American professional baseball executive

Dana Allen Brown (born February 19, 1967) is an American baseball executive. He was the general manager of the Houston Astros of Major League Baseball (MLB).

==Playing career==
Brown grew up in New Brunswick, New Jersey and attended New Brunswick High School. He enrolled at Seton Hall University, where he played college baseball for the Seton Hall Pirates with future Major Leaguers Mo Vaughn, Craig Biggio, John Valentin, and Kevin Morton. In 1987, he played collegiate summer baseball with the Harwich Mariners of the Cape Cod Baseball League. The Philadelphia Phillies selected Brown in the 35th round of the 1989 Major League Baseball draft, and he played Minor League Baseball in the Phillies organization for three seasons.
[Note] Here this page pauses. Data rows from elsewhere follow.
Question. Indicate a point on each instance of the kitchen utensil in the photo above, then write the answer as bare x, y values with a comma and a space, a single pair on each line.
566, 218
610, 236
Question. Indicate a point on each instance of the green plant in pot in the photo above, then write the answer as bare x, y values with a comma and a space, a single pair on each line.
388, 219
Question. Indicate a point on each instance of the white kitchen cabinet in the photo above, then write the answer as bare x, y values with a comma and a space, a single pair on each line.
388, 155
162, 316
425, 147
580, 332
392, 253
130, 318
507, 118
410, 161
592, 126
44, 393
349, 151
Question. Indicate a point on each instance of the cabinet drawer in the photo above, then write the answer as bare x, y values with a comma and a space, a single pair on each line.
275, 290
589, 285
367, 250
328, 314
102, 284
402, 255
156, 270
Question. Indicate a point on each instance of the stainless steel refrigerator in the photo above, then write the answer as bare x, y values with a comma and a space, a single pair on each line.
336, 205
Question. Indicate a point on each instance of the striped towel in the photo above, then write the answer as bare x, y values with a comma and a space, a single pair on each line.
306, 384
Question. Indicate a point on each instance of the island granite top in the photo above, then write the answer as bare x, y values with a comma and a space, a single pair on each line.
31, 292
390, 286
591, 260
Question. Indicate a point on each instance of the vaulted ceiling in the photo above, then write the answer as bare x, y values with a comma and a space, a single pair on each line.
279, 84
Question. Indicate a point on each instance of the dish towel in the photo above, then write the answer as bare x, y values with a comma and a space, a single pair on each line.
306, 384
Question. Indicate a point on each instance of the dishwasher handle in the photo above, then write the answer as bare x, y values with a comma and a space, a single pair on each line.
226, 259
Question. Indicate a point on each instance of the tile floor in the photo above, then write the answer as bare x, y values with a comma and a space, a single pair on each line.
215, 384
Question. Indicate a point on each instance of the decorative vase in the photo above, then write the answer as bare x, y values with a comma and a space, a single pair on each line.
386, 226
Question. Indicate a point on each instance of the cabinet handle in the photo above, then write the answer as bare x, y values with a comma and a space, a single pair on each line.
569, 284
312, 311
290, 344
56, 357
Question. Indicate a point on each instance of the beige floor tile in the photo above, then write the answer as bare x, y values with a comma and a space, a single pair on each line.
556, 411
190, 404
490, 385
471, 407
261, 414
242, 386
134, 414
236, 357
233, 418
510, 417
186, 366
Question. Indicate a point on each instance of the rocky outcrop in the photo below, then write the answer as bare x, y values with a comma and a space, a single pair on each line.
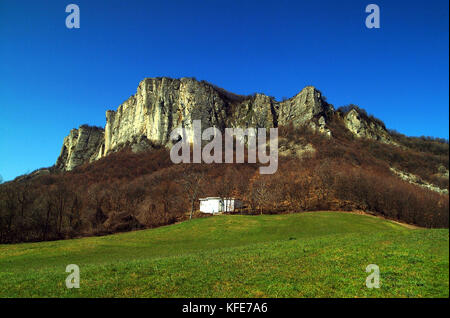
80, 146
163, 104
363, 127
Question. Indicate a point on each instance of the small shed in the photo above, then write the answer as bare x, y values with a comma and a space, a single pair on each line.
216, 205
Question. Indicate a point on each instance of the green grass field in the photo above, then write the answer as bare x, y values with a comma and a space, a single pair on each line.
318, 254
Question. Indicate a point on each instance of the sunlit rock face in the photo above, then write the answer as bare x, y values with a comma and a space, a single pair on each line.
365, 128
162, 104
80, 146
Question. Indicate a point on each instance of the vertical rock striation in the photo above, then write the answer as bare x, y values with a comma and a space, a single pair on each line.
163, 104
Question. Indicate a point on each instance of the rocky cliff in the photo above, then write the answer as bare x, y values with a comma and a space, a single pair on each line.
162, 104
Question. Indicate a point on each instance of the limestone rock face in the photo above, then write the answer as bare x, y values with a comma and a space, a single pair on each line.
80, 146
160, 105
364, 128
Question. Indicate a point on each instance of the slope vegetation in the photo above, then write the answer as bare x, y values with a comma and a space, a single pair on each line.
318, 254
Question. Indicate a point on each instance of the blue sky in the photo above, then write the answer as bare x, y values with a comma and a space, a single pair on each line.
54, 79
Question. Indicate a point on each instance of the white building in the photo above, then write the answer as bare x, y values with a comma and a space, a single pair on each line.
215, 205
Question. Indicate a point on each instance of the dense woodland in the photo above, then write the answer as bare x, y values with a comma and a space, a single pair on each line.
126, 191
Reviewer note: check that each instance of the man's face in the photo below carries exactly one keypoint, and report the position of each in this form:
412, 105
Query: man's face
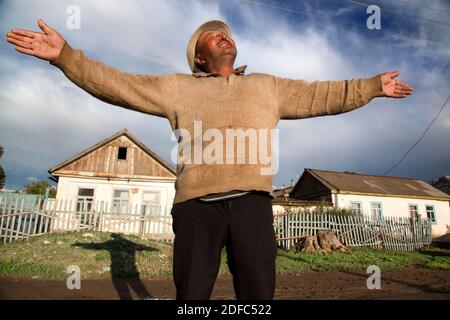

==Coaching and front office career==
===Scouting===
After his playing career, Brown continued as a Minor League coach with the Phillies before becoming a scout for the Pittsburgh Pirates in 1994. He was promoted to East Coast crosschecker with the Pirates before becoming the director of amateur scouting for the Montreal Expos in 2002. He remained with the franchise when they relocated, becoming the Washington Nationals. After the 2009 season, Alex Anthopoulos, the general manager of the Toronto Blue Jays and former assistant of Brown's with the Expos, hired Brown as a special assistant to the general manager. Brown served as the vice president of scouting for the Atlanta Braves from 2019 to 2022.

===General manager===
====Houston Astros====
The Astros hired Brown as general manager on January 26, 2023.

On December 13, 2024, Brown completed one of the most significant trades in franchise history, sending three-time All-Star, Silver Slugger and Gold Glove Award winner Kyle Tucker to the Chicago Cubs for infielder Isaac Paredes, pitcher Hayden Wesneski, and third base prospect Cam Smith.

Dana Brown and the Astros mutually agreed to part ways on August 24. 2026.